Le lecteur peut maintenant juger ce que sont les jacques de France ? Est-il un homme de bonne foi capable de croire que tant de citoyens essentiellement intéressés à l’ordre et à la paix, représentants du peuple, notaires, avoués, médecins, pharmaciens, professeurs de droit et de sciences, avocats, poètes, artistes, magistrats, officiers, banquiers, négociants, industriels, maires, conseillers de préfecture, prêtres, propriétaires, soient des pillards ? A-t-on jamais travesti plus odieusement les faits et les caractères que ne le font les parjures en dénonçant au monde, comme dangereux, tant d’hommes « honorables par leur position sociale » ? Nous ne donnons pas, on le pense bien, la liste entière des bourgeois sacrifiés au 2 décembre. Il y en a littéralement des milliers d’autres. Nous nous sommes borné à ceux dont nous avions recueilli les noms çà et là en lisant les journaux qui nous tombaient sous la main ; mais la nomenclature est assez longue pour remplir complètement notre but, pour rassurer les riches de France et d’Europe si déloyalement trompés sur le compte des Montagnards, des socialistes, des républicains. En voyant plus d’habits encore que de vestes et de blouses parmi les jacques, ils penseront, nous l’espérons, que les jacques ne sont pas fort à craindre.
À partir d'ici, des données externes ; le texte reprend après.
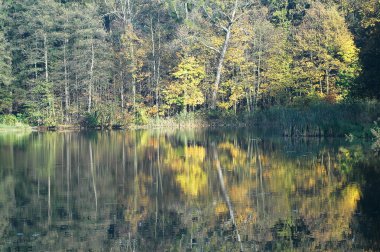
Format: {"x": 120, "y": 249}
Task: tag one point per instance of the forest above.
{"x": 123, "y": 62}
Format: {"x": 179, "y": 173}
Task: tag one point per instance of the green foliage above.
{"x": 128, "y": 62}
{"x": 10, "y": 120}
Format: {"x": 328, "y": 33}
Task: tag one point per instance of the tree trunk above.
{"x": 46, "y": 59}
{"x": 223, "y": 55}
{"x": 67, "y": 94}
{"x": 91, "y": 77}
{"x": 220, "y": 67}
{"x": 327, "y": 82}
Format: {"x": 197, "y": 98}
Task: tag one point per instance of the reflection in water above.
{"x": 185, "y": 190}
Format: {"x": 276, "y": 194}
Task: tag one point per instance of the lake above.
{"x": 186, "y": 190}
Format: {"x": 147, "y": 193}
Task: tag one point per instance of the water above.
{"x": 195, "y": 190}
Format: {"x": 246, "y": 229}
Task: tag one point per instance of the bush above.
{"x": 90, "y": 120}
{"x": 10, "y": 120}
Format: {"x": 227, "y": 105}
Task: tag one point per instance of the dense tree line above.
{"x": 124, "y": 60}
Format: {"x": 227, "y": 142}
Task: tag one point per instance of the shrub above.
{"x": 10, "y": 120}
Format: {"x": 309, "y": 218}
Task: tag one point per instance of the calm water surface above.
{"x": 196, "y": 190}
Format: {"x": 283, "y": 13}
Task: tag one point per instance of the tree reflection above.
{"x": 178, "y": 190}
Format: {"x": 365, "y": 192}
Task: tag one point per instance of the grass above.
{"x": 322, "y": 119}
En dénombrant tous les propriétaires qui exposent leur vie et leurs biens pour la cause démocratique, ils ont de quoi se convaincre, il nous semble, que cette cause n’est pas celle du mal, mais, au contraire, celle du bien public, du progrès nécessaire, de l’ordre, de la foi jurée, et, pour tout dire en un seul mot, celle de la JUSTICE.